Cirurgiões realizavam complexas operações no crânio de pacientes na era medieval, de acordo com o que mostram restos de um esqueleto encontrado em um sítio arqueológico.

O crânio de um agricultor de 40 anos, que viveu entre os anos 960 e 1100, é a evidência mais concreta da prática desse tipo de cirurgia, segundo os arqueólogos que encontraram a ossada.

Os despojos, encontrados em Yorkshire, na Inglaterra, mostram que o paciente sobreviveu a um golpe fatal na cabeça graças à cirurgia.

O crânio submetido a uma cirurgia havia sido golpeado com uma arma, o que causou uma fratura grave em seu lado esquerdo.

Fragmentos removidos

Uma área retangular do crânio, medindo 9 centímetros por 10 centímetros, foi cuidadosamente levantada na cirurgia que se seguiu, para permitir que fragmentos de ossos que afundaram na fratura fossem removidos.

Isto teria aliviado a pressão no cérebro.

O crânio do agricultor de Yorkshire mostra que a fratura estava se recuperando bem.

Os cientistas acreditam que o buraco remanescente teria, eventualmente, sido coberto com o desenvolvimento tecido apropriado.

Mas eles têm dúvidas sobre como o agricultor teria podido pagar por este complexo tratamento médico.
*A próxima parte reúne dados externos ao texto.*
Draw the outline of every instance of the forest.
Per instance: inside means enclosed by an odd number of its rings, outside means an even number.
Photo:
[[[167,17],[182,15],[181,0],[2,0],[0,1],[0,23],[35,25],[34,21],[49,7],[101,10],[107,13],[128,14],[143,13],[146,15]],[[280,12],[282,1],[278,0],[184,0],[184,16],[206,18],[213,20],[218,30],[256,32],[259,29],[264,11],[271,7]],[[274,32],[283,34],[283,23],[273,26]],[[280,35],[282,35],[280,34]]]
Simon Mays, biólogo do Patrimônio da Inglaterra, disse que tratamentos médicos eram reservados principalmente para a elite.

“Parece ser provável que a operação foi realizada por um curandeiro itinerante com habilidades pouco comuns, cujos conhecimentos foram passados através de tradição oral”, disse Mays.

Desnutrição

Documentos gregos e romanos mencionavam a técnica cirúrgica para o tratamento de fraturas, mas não havia nada sobre isso na literatura anglo-saxônica.

Alguns historiadores acreditam que a Europa ocidental foi privada de tais conhecimentos por séculos depois da queda de Alexandria, no Egito, no século 7.

Quase 700 esqueletos foram encontrados por arqueólogos no hoje deserto vilarejo de Wharram Percy, no interior da Grã-Bretanha.

Exames de outras ossadas no sítio arqueológico revelaram a existência de alto grau de desnutrição, doenças e crescimento prejudicado.

No passado, Wharram Percy foi uma comunidade ativa cresceu com fazendas de gado ovino, mas entrou em rápido declínio depois da “peste negra” e acabou completamente abandonada.